The Bush administration, however, has erected a big stop sign in Senator Bryan's path. Officials say the Bryan bill would result in tiny cars - "puddle jumpers" - which would be terribly unsafe. Some critics label the Bryan bill "the Highway Death Act of 1991."
Jerry Ralph Curry, administrator of the National Highway Traffic Safety Administration, angrily charges that Bryan's supporters are ignoring the dangers inherent in small, high-mileage automobiles.
General Curry, whose top priority is highway safety, speaks bluntly. Requiring a 40 percent boost by 2001 would be "immoral," he says. Claims that safety will not be sacrificed are "garbage." Supporters of the Bryan bill are "willing to concede ... that 1,340 people would be killed a year [who] shouldn't be killed" because of smaller cars, he says.
General Curry's views are disputed by Clarence Ditlow, executive director of the Center for Auto Safety. Mr. Ditlow says: "Stringent auto fuel economy standards are fully compatible with increased auto safety."
Ditlow claims that during the past 15 years, cars got safer, even though they were getting better and better mileage.
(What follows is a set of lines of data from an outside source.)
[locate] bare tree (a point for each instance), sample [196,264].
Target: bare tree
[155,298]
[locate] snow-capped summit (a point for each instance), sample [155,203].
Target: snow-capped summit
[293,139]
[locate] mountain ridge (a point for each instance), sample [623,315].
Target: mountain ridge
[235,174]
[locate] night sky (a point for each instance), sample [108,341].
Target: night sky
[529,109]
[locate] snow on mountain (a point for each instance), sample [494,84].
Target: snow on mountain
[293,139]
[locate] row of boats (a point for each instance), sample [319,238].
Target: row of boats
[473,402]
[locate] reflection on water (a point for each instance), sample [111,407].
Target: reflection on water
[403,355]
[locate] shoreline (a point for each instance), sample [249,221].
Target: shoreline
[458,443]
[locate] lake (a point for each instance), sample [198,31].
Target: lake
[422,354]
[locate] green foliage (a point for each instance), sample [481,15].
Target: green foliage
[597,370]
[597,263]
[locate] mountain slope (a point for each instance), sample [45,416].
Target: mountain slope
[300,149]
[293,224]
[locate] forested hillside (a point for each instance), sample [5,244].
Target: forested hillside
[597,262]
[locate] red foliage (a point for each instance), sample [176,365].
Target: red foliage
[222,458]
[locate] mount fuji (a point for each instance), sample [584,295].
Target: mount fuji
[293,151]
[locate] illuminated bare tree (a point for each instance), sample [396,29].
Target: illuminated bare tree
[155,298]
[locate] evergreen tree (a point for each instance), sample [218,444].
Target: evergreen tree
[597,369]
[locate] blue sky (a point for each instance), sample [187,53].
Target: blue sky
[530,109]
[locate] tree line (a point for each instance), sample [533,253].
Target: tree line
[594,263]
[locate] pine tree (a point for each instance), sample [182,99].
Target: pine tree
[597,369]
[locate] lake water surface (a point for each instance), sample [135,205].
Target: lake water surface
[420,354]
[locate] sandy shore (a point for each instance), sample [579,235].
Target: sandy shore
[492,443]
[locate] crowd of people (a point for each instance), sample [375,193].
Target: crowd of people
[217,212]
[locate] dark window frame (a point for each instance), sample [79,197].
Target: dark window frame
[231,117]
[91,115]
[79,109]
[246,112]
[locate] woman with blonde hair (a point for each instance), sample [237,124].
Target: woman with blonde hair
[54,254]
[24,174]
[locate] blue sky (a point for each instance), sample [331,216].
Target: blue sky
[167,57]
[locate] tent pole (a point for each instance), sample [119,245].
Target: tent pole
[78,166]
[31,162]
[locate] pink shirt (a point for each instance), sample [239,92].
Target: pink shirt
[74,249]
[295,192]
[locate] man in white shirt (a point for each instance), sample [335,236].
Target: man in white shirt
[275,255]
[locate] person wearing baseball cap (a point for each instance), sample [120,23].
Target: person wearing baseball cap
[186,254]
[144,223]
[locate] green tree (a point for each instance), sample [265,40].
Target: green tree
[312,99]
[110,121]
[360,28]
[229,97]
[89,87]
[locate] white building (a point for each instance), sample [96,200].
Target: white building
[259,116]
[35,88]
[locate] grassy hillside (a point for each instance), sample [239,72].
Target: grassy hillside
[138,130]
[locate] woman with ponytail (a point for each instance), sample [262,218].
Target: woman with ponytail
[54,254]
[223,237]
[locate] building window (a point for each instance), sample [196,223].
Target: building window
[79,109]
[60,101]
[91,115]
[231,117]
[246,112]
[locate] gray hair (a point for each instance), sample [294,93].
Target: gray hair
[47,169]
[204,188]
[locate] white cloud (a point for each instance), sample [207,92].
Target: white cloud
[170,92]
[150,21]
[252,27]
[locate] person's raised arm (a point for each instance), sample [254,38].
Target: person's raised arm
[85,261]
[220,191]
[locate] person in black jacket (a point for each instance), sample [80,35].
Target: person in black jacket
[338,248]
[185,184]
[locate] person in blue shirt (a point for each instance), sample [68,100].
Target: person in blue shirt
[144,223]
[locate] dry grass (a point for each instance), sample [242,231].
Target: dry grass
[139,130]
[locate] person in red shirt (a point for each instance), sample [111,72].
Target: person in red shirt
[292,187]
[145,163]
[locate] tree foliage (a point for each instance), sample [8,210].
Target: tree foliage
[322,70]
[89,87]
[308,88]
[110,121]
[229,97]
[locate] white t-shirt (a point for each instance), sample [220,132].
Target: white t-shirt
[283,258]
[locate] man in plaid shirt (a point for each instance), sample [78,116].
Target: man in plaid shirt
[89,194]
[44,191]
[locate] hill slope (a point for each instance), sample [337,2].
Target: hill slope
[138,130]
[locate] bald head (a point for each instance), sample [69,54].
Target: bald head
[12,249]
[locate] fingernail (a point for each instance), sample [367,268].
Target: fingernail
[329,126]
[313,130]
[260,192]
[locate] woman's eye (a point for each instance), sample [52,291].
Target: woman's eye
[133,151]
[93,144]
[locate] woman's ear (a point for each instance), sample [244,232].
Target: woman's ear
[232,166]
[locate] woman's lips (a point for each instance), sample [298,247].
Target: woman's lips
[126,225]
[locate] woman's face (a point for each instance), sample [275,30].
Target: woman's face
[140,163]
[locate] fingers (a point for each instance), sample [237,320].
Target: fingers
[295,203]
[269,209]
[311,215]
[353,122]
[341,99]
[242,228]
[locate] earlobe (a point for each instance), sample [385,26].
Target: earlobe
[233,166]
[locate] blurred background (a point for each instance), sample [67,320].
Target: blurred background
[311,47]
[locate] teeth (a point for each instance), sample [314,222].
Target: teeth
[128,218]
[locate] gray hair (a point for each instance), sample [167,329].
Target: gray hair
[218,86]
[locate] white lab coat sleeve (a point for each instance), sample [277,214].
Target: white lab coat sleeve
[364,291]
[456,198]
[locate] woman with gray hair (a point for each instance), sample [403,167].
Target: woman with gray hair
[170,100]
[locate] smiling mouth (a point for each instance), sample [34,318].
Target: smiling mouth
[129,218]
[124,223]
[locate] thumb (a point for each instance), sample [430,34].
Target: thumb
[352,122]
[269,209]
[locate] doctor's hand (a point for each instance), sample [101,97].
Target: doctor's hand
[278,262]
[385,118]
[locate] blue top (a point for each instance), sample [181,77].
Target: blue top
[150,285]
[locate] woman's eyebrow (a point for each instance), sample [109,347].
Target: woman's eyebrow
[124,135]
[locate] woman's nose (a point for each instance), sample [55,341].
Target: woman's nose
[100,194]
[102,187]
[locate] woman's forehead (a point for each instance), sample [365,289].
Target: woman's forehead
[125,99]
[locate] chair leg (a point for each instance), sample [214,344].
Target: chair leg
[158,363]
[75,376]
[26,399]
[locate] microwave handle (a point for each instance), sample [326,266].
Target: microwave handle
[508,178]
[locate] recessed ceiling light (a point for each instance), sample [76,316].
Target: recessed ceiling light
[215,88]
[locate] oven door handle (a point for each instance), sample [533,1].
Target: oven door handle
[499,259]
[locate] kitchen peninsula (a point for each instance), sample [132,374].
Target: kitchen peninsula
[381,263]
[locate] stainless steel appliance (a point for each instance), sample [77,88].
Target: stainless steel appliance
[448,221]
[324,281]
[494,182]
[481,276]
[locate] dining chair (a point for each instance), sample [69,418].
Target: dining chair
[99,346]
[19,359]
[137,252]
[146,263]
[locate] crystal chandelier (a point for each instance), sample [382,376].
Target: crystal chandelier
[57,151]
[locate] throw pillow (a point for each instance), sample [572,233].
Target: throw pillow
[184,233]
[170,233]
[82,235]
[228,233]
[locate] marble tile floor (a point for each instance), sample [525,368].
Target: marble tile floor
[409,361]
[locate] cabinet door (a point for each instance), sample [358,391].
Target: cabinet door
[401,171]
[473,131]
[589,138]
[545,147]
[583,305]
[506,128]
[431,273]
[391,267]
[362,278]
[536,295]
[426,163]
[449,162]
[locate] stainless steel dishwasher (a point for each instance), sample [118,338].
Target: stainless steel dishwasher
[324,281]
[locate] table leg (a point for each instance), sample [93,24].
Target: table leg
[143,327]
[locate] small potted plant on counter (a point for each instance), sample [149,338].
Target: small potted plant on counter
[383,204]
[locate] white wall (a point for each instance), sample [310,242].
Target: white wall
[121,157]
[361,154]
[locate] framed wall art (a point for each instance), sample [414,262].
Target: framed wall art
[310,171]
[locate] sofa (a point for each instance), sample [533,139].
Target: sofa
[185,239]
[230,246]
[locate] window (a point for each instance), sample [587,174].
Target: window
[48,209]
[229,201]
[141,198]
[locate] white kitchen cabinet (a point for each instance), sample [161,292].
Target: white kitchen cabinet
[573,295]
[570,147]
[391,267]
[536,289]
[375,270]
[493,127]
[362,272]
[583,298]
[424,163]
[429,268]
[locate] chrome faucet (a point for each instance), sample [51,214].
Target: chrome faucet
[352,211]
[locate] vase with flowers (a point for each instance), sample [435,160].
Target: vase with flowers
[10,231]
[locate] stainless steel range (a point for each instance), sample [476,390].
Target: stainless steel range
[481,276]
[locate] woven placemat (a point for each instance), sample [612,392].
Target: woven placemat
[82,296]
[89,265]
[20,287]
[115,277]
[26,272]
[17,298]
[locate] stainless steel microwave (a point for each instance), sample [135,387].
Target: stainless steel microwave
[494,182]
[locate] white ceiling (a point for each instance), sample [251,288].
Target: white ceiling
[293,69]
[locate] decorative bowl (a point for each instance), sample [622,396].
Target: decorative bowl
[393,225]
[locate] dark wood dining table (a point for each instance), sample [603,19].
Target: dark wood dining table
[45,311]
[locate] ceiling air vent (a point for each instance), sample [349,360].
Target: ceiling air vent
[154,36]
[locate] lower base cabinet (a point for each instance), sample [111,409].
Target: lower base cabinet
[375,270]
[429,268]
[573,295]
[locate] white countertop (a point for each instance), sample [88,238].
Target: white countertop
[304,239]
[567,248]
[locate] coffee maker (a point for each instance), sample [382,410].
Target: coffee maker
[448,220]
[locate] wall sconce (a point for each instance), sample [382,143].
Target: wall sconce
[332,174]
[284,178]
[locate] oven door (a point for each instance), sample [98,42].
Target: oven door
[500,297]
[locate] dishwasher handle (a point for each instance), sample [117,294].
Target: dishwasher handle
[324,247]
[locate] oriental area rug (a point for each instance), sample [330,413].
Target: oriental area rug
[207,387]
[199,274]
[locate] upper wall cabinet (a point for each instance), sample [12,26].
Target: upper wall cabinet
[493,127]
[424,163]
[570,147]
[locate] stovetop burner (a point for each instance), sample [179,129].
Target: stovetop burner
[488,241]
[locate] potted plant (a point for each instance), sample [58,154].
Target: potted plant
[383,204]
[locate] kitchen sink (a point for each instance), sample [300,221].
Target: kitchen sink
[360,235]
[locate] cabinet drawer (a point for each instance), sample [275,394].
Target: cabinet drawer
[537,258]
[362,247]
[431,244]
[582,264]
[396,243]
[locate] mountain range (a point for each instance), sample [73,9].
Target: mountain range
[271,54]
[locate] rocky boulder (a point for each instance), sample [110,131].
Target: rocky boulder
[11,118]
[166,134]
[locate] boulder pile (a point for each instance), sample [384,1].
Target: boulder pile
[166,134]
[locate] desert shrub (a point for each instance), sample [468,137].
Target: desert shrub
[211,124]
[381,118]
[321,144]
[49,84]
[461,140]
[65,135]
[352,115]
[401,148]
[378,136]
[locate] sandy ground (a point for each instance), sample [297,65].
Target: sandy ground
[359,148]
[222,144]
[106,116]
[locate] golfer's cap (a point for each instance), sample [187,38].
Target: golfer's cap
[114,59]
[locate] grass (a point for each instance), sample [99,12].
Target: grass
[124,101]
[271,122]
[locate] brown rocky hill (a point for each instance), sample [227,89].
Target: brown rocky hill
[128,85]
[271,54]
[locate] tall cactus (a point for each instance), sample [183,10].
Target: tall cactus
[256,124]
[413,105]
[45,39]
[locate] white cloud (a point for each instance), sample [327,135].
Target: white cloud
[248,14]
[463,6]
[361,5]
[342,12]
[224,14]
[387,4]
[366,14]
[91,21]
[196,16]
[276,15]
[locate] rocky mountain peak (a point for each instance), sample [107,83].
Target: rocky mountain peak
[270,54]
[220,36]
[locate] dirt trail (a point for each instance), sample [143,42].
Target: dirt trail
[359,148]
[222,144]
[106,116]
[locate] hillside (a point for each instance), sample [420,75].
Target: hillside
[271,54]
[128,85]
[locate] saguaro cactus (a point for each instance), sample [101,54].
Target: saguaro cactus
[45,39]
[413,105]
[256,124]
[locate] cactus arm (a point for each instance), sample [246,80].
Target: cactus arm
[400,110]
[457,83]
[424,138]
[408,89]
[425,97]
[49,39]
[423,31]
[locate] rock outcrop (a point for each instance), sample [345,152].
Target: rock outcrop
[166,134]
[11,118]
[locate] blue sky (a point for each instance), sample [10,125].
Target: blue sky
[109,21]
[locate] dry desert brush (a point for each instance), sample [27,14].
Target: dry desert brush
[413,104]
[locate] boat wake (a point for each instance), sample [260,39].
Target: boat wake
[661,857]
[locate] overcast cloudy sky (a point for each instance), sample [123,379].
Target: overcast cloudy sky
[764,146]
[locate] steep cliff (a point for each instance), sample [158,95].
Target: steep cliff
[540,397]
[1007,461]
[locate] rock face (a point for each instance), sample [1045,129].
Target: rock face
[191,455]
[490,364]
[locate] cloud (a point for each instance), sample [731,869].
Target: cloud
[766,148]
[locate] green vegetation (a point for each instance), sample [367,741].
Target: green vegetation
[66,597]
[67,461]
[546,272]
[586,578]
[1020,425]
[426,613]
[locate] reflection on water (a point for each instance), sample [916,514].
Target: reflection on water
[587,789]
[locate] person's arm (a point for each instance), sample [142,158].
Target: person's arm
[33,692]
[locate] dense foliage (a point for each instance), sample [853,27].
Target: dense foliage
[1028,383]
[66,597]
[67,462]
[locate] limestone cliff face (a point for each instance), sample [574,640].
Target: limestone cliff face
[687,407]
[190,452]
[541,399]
That's proof that safety doesn't have to be sacrificed for higher fuel economy, he says.
Sorting out these diametrically opposite positions will be the job of Congress as well as the National Academy of Sciences, which will report on safety questions in June.
But all sides are in agreement on some of the facts. Safety remains a major problem on America's roadways. The number of annual fatalities has ranged from 44,525 to 54,589 over the past two decades. Nevertheless, from 1974 to 1990, safety on the highways steadily improved, based on several measurements.
In 1974, for example, there were approximately 3.5 fatalities for each 100 million miles traveled. The death rate has fallen almost every year, and by 1990 was down to 2.1 fatalities for each 100 million miles traveled.
During the same period, auto fuel economy rose from an average of 14 m.p.g. in 1974 to 27.8 m.p.h. in 1990 - nearly double.
The safety question primarily concerns small cars. A study funded by Ditlow's Center for Auto Safety concedes that "the risk of death or catastrophic injury is twice as high in a small car as in a large vehicle." That is what worries Curry. He says the Bryan bill would result in more small cars.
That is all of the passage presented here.